The fertility specialist was recommended by Dana (one of Mommy's smartest friends, who is also a doctor) and the clinic itself was recommended by Kim (one of Mommy's favorite theater friends.)  The clinic is so nice and helpful. Mommy was introduced to all the Doctors on staff, just in case I ever have a question - I can contact anyone at the clinic. That's a good feeling. And then, dear Nurse Gia showed me to a room. Gia is one of my new favorite people - so funny and warm and engaging. She had me laughing through all the questions one has to answer in a visit like this.

Dr. Jessie Dorais is everything Dana said she would be and more. She's reaffirming without being condescending and willing to get emotional in the midst of the logic. We are very lucky to have her, dear Zuzu. During the visit, Dr. Dorais explained that they don't do blood pregnancy tests at that clinic and encouraged me to take a home pregnancy test over the weekend. After a quick trip over to the hospital to get blood drawn for a series of important tests, the appointment was done and the waiting started again.

The results of the test came in fast - we found out within hours that Mommy is immune to Rubella (hooray!), free of any interfering diseases, and the next day, we learned that Mommy's thyroid is right down the middle of normal range.

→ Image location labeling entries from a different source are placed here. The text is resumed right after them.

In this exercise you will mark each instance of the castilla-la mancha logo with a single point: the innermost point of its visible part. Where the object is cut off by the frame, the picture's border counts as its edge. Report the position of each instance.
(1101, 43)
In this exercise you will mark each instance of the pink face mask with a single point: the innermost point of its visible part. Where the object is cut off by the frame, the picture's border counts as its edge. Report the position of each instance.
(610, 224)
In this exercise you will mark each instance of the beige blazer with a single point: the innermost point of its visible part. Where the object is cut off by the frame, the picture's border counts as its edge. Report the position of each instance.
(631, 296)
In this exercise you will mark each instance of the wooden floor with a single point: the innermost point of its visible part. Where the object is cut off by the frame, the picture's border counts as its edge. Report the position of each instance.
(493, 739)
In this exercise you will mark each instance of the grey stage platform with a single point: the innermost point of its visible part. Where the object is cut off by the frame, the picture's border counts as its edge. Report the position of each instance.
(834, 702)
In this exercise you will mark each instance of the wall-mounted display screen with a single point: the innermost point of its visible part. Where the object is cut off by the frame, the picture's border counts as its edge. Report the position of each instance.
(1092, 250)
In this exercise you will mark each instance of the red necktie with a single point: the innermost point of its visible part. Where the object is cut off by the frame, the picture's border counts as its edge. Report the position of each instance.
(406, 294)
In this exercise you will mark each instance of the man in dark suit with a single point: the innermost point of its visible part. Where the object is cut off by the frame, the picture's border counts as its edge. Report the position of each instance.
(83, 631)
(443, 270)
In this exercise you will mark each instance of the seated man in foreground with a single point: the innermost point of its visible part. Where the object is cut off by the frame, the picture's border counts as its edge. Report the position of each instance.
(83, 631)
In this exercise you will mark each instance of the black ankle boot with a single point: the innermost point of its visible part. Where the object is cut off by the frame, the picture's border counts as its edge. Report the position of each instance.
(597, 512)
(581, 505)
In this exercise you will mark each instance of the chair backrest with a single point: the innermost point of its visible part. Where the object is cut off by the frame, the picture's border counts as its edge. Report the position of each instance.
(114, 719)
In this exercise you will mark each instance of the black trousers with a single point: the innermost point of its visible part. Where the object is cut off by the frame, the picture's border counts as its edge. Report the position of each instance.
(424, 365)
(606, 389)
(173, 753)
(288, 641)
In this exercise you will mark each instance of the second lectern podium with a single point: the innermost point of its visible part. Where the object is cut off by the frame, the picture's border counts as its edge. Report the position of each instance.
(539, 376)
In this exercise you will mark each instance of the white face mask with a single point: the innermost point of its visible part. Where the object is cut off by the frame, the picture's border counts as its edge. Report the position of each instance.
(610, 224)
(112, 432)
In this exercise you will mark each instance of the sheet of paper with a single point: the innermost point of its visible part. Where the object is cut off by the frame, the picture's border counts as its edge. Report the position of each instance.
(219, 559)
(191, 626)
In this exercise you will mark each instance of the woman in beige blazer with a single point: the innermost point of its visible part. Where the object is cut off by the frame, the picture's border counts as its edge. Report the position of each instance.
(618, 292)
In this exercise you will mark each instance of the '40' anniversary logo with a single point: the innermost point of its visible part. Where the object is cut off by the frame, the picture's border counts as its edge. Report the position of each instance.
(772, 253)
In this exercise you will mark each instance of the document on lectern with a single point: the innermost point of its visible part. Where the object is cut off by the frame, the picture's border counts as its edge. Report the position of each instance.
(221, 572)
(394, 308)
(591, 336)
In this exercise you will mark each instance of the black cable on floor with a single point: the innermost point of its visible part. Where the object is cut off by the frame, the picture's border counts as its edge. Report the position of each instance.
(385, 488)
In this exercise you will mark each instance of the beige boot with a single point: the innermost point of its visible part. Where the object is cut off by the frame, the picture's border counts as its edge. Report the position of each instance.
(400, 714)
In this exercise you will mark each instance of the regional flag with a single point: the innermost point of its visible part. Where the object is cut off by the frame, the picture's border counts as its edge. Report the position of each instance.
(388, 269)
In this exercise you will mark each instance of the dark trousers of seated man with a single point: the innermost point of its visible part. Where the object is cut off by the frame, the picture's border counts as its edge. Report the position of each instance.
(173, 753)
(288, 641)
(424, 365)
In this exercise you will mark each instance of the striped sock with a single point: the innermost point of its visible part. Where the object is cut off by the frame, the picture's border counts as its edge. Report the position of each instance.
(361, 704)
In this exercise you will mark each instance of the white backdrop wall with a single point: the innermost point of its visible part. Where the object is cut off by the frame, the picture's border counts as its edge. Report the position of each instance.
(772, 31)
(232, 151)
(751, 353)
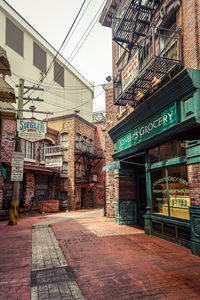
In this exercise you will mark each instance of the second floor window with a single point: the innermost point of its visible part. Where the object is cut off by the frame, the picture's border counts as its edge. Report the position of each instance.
(78, 141)
(65, 167)
(64, 140)
(78, 169)
(27, 149)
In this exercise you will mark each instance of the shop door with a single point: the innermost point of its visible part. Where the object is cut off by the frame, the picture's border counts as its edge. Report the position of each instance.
(7, 193)
(83, 200)
(92, 199)
(141, 200)
(41, 188)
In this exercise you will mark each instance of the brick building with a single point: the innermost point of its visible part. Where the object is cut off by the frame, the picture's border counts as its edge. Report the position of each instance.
(39, 181)
(82, 144)
(153, 125)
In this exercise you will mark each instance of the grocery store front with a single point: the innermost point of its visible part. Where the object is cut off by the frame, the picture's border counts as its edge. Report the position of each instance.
(158, 148)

This was great news.

The AMH test took a bit longer. 

During the wait, many of our friends offered to help us worry, since Mommy is so so mentally exhausted. Your Aunties and other friends all pitched in to help Mommy and give her a break by offering to worry for an hour so Mommy then felt obligated to NOT worry. A good idea, right? No, a GREAT idea. I felt so relieved at getting to put the worry down for awhile and it was good practice. I have a feeling that worrying comes with parenthood and practicing the 'letting go' will be invaluable in the years ahead of us.

Just this morning, I got two very emotional pieces of information: first, I am not pregnant and second, my AMH level is low for a woman my age. I read this info with great disappointment. AMH is such a vital part of conceiving and represents the reserve of eggs I have left. As old as I am, it's disheartening to believe that my chances are dwindling. Also, though there are cons to an immediate pregnancy after a miscarriage, it is the time when we are most likely to conceive. Feelings of despair overwhelmed me.

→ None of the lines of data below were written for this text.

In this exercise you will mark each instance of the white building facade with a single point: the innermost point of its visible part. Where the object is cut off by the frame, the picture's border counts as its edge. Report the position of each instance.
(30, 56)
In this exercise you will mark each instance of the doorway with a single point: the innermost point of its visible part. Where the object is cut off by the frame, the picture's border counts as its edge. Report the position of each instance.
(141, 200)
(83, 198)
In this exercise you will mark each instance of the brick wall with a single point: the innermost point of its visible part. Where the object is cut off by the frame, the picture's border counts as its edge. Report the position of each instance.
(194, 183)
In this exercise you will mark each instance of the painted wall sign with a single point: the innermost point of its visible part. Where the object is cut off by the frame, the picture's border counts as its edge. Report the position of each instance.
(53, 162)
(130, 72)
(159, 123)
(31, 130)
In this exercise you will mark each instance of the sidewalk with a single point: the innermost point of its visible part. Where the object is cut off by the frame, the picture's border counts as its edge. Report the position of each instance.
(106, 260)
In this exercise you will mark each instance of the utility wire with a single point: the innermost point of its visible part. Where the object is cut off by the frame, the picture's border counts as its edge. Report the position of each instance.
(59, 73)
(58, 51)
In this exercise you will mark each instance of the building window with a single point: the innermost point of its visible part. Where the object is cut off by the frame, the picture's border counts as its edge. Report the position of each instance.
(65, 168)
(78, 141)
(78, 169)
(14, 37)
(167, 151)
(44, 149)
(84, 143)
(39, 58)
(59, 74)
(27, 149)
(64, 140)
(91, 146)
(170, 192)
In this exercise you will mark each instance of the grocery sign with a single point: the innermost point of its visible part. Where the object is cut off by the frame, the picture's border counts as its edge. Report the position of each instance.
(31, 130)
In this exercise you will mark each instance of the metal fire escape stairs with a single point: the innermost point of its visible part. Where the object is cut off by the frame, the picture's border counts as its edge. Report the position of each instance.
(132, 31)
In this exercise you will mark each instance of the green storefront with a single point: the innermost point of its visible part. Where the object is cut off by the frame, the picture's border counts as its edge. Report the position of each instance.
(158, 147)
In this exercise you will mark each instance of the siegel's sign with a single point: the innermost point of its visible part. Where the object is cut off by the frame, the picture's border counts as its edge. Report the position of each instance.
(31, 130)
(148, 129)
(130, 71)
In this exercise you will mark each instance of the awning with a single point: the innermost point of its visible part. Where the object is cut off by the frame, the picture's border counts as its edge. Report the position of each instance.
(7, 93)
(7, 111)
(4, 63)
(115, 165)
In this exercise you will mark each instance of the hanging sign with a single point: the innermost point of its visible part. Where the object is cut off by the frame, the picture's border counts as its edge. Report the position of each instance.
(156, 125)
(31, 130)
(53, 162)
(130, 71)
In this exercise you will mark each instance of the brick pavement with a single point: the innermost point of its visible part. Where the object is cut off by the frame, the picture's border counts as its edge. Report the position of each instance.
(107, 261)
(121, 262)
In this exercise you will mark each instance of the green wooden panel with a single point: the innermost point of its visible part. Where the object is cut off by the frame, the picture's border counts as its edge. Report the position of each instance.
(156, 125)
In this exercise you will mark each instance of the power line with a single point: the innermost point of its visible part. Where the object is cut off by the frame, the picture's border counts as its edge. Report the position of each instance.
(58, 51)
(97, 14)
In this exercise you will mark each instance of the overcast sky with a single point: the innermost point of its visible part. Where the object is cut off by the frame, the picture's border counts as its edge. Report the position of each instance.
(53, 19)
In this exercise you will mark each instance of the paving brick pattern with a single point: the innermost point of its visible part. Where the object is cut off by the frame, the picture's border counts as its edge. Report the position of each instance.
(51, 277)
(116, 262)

As I was driving to work, I noticed a small and bright feeling growing in the car around me. I was crying a bit and thinking ahead to the work I'd have to do today while feeling so despairing, and noticing that a warm, comforting hope was surrounding me. As Daddy has said at least a hundred times in the last month "It will be alright." I realized that all this up and down feeling could be resolved for the time being - we're not pregnant and there are options. I just feel it in my gut, dear Zuzu - there is a reason for my longing to have a baby join our family. And I just feel so calm now - I am not only meant to be a mother, I will be a mother. I will continue to go toward my children with all the hope my uterus and I can muster. The feeling in the car - call it what you will - reaffirming temporary insanity? Something to hold onto? I was there, though, and I call it a message from those children. Thank you, dear Zuzu, for reaffirming something important: we can do difficult things for worthwhile endeavors.

Some googling also revealed other news about AMH levels. They are not the be-all, end-all results to focus on. And re-reading Dr. Dorais's message helped me see that the though my levels are low, they are within the low-normal range. Meaning, I am not in a small percentile here. I have chances and options still and my levels are higher than literally tens of thousands of other women who have conceived and carried successfully. Those are pretty good odds in our favor.

Zuzu, we have some work ahead of us. And I'm going to continue to trust that I'm moving in the direction toward you and a successful pregnancy. Your Daddy's humor and my dogged determination combined with the army of good thoughts and willing worriers? I think we've got something more than hope, there.